In terms of some of the implications for this work, I think this has generated a lot of dialogue about screening for colorectal cancer in the United States. Currently the threshold for population-based colorectal cancer screening is age 45, however over half of our patients were actually under the age of 45, the early-onset patients were below the age of 45. We had a median age of 44 in our study, which suggests that about half of those early-onset patients are not helped by the current screening guidelines in the United States. So that should motivate us to think really strategically about how to improve screening for this disease for our younger patients.

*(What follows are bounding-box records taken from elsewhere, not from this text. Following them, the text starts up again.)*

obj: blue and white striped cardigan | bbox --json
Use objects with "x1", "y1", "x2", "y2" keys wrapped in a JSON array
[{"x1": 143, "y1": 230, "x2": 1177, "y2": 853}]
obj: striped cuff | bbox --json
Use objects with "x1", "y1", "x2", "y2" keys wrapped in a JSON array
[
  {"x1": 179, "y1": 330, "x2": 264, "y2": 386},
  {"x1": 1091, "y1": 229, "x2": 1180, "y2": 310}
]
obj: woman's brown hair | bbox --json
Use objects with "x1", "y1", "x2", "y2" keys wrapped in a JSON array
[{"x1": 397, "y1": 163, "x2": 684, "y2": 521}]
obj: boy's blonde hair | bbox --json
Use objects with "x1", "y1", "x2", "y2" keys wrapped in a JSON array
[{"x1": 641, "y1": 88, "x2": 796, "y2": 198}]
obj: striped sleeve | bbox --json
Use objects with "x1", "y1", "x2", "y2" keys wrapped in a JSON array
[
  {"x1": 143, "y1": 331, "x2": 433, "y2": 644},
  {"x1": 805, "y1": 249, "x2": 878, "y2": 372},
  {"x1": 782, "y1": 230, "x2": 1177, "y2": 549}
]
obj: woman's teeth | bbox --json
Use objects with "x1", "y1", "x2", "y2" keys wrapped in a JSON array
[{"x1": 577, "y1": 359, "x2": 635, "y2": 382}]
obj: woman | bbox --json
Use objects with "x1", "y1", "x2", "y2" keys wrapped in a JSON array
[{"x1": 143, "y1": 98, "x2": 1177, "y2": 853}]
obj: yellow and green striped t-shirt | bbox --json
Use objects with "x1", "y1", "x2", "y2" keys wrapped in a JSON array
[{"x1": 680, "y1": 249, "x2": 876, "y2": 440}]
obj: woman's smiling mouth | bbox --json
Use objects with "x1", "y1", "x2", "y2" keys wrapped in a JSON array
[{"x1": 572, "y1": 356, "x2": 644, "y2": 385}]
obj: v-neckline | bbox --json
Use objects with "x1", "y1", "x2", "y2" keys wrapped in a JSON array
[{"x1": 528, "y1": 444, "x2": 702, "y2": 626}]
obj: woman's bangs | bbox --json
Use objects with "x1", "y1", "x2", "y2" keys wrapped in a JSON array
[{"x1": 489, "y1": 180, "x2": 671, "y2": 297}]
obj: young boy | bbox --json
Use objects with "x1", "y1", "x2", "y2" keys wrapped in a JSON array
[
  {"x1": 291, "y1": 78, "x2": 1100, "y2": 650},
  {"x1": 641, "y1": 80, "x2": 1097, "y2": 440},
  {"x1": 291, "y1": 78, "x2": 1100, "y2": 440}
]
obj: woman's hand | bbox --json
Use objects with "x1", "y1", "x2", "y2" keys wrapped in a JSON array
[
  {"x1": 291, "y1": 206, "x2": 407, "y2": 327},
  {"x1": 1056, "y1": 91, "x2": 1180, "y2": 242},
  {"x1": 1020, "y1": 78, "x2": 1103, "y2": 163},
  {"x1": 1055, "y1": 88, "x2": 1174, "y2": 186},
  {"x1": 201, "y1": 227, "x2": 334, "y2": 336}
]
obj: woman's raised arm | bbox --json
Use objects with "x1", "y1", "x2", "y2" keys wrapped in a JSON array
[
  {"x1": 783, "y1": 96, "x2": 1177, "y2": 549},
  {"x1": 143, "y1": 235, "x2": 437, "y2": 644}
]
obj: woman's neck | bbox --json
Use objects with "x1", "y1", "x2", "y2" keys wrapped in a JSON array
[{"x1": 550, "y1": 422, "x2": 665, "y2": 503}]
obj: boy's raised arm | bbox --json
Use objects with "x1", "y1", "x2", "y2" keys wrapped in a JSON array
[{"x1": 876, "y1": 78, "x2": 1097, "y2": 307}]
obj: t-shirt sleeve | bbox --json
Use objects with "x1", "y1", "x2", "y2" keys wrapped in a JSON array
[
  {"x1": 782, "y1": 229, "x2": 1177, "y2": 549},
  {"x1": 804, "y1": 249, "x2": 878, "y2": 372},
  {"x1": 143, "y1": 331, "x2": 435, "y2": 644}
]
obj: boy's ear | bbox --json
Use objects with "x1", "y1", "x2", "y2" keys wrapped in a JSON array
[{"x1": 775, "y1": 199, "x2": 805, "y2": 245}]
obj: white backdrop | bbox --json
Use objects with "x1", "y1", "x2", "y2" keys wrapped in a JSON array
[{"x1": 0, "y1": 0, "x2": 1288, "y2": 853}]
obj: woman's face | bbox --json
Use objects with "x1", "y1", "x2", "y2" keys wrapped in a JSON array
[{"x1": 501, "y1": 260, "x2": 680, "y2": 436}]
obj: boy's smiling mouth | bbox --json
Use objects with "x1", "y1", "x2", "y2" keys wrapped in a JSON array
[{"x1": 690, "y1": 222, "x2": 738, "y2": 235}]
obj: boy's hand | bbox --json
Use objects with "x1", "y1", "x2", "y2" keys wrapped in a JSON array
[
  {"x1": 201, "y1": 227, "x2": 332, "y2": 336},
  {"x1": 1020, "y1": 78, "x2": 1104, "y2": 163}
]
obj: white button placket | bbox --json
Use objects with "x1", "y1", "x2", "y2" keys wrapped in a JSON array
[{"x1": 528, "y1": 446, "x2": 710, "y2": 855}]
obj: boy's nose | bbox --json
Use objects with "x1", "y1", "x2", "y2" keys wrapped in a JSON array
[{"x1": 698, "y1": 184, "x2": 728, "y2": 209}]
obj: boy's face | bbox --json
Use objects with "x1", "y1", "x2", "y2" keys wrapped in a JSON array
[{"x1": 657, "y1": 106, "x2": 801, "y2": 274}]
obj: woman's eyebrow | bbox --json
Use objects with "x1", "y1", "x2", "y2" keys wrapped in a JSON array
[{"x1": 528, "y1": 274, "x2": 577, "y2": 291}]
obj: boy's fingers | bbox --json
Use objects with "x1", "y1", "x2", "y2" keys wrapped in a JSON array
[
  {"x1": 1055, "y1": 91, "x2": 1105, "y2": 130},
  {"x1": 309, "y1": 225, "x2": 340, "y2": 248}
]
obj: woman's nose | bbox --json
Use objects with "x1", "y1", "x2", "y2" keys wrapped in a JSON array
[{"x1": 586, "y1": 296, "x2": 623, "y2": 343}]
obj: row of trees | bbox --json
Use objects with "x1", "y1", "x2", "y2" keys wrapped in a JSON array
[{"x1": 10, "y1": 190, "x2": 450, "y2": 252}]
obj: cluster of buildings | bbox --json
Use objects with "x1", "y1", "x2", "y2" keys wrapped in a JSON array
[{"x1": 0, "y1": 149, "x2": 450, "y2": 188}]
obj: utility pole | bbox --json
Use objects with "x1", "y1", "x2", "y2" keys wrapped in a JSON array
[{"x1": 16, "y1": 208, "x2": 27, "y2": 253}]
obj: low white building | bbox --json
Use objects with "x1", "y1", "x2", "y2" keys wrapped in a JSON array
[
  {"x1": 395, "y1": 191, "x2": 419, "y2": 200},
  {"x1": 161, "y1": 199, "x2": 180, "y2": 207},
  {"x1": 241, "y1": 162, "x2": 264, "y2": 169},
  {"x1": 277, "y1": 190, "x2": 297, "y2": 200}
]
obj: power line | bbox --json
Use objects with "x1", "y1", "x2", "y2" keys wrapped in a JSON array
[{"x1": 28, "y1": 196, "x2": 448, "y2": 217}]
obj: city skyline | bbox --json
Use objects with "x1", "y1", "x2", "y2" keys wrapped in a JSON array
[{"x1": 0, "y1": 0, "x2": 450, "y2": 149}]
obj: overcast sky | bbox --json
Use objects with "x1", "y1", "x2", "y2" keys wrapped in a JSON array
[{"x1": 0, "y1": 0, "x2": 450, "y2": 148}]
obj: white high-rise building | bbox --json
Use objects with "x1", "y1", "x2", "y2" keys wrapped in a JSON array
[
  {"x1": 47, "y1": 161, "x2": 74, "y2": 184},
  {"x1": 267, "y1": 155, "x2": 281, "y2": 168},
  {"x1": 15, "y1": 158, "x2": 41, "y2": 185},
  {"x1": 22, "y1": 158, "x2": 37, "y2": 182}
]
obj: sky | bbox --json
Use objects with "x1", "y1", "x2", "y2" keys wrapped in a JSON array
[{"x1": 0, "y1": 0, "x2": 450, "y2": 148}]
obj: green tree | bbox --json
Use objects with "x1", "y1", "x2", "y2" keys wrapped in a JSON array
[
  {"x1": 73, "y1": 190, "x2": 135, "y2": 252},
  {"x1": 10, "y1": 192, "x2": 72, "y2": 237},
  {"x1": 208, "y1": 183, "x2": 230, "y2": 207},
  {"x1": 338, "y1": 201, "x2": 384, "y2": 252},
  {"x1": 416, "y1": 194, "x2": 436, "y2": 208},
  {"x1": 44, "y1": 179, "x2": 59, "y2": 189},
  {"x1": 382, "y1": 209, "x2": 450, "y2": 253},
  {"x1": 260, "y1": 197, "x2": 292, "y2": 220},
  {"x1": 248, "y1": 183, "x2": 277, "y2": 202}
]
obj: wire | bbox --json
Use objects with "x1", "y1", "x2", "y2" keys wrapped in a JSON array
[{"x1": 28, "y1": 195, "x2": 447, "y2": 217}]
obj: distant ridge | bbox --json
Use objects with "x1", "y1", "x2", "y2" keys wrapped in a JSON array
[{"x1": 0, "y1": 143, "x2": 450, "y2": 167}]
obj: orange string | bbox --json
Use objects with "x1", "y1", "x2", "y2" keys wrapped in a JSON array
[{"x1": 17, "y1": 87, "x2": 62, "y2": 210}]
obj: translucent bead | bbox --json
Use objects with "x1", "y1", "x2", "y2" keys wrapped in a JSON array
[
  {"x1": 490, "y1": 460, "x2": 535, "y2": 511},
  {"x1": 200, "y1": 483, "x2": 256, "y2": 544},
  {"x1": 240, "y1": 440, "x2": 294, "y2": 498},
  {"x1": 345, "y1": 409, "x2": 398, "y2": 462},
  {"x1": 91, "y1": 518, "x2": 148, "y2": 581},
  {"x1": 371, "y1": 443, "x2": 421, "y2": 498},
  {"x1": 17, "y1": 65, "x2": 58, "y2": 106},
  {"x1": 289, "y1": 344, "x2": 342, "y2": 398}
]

There are interesting tools that we could think through. There are risk-based algorithms that could support screening of certain young patients who have a particularly high risk. Our study indicated that obesity, perhaps other metabolic factors, and patient race and ethnicity are associated with the burden of early-onset colorectal cancer. They could be part of the material for developing an algorithm to triage certain younger patients for colorectal cancer screening. I also spoke with an oncologist who was quite passionate about our presentation yesterday and said that we critically need to assume that young patients who are presenting to general practitioners with symptoms indicative of potential cancer need to be presumed to have cancer. The threshold for referring to colonoscopy needs to be much lower.

We know from external data there are much greater diagnostic delays for the early-onset patients so the time from first symptom to definitive diagnosis is up to six months, eight months, longer for younger patients rather than average onset patients. Lowering the clinical threshold to refer to colonoscopy, referring faster to colonoscopy, also some of the non-invasive or less invasive colorectal cancer screening modalities – the home tests, the stool-based tests – could also be a particularly useful tool in this younger population.